Dear Valued PEAK Customer,
I would like to take a moment to describe the sequence of events that lead up to the complete data center outage, which occurred on Saturday, October 9th at 3:15am. This outage affected all PEAK customer services.
During planned maintenance to the Uninterruptible Power Supply (UPS) we experienced an unplanned electrical interruption to the PEAK data center (DC). For more information regarding the project, see the PEAK blog at:
Part of our plan was to ensure continuous operation during the upgrade. To accomplish this, we started our back-up generator to supply continuous power to the DC in the event of interruption of city power.
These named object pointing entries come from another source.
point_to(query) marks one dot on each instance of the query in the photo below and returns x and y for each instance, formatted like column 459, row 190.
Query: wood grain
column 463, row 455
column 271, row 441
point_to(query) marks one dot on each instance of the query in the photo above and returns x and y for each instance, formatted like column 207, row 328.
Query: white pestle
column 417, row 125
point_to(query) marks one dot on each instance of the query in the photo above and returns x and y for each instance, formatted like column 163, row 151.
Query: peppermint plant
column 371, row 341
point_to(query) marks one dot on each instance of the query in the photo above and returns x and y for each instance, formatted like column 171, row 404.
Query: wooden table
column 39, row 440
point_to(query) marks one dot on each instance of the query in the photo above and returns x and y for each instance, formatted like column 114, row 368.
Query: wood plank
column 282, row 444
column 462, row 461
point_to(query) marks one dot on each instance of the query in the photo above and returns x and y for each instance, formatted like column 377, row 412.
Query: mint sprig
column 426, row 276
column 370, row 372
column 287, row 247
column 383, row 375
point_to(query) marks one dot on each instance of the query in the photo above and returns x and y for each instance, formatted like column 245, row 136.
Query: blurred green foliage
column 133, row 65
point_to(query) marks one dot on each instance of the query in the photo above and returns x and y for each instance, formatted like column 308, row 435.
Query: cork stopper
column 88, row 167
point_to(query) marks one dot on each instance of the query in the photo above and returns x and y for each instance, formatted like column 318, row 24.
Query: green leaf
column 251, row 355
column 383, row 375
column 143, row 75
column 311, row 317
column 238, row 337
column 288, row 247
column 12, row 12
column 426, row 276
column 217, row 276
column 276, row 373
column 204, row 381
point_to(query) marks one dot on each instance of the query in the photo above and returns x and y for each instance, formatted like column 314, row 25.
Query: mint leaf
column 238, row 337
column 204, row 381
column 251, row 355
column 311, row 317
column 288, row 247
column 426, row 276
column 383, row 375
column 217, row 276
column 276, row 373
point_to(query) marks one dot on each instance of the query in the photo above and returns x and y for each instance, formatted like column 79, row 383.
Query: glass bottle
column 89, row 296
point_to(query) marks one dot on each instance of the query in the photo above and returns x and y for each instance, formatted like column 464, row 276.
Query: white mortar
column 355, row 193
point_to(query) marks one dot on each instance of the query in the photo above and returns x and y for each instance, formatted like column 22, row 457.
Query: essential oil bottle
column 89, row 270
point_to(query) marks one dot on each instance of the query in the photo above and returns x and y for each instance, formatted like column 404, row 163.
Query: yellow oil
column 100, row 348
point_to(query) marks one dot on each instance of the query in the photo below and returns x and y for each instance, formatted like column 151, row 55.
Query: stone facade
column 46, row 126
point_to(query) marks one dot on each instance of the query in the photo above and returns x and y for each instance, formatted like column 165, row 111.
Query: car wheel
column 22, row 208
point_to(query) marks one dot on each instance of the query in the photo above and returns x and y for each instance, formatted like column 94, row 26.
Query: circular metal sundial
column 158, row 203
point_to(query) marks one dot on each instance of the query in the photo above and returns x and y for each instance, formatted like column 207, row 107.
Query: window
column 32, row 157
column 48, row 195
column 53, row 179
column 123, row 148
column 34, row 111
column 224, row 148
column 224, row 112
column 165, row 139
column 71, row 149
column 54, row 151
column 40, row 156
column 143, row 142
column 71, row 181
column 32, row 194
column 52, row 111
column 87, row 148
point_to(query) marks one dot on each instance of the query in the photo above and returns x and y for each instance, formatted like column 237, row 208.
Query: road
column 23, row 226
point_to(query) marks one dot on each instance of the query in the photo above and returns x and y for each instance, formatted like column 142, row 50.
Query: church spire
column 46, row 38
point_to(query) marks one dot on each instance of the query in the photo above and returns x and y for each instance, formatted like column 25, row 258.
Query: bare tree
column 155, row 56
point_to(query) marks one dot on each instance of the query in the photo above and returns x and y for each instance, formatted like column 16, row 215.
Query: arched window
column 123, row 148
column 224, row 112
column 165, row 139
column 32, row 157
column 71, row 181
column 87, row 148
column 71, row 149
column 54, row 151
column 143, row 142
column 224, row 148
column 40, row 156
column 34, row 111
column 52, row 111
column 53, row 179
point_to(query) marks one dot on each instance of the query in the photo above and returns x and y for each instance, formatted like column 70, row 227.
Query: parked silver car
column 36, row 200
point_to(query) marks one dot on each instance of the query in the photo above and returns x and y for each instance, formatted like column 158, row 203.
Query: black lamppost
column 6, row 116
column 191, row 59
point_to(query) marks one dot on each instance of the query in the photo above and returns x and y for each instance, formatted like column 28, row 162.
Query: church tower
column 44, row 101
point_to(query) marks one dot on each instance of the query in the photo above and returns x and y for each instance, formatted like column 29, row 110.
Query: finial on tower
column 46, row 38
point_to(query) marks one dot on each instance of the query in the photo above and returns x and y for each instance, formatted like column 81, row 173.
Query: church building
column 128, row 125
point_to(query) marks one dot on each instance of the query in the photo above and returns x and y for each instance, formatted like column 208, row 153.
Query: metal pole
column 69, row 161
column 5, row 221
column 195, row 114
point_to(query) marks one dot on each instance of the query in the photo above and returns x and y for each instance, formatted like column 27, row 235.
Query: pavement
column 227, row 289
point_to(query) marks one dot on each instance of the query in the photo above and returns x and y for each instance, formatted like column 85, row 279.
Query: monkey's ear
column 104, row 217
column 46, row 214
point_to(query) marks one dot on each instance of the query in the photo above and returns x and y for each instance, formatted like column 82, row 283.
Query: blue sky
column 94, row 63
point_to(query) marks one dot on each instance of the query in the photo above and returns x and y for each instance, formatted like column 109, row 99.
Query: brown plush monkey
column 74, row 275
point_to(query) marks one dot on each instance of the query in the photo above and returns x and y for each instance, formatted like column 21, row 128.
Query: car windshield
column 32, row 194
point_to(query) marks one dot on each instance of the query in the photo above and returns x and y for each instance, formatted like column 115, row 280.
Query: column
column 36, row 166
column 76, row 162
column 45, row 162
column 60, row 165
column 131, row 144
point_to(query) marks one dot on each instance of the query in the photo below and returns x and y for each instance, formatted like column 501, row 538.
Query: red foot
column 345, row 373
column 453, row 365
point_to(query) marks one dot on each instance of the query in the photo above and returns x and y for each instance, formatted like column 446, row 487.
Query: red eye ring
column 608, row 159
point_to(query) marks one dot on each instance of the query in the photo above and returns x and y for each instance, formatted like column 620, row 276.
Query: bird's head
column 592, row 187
Second, we installed a temporary back-feed electrical circuit between the electrical panel feed by the generator and the electrical panel normally fed by the UPS, which feeds all equipment in the DC.
The electrical system of the DC is a three-phase system, which runs at 208 volts. During the weeks leading up to the upgrade, engineers moved workloads to get the power load at the time of the upgrade to less than 80 amps per phase to be in safe tolerance with the circuit breakers. At the time of the upgrade loads per phase were: A:78 amps B:80 amps C:79 amps.
Electricians installed a circuit capable of supplying 100 amps of load between the generator panel and UPS panel. We used 100 amp three-phase breakers on both sides of the temporary back-feed circuit.
At 2:30 AM, the stand-by generator was started and electrical load was transferred from CITY to GENERATOR power.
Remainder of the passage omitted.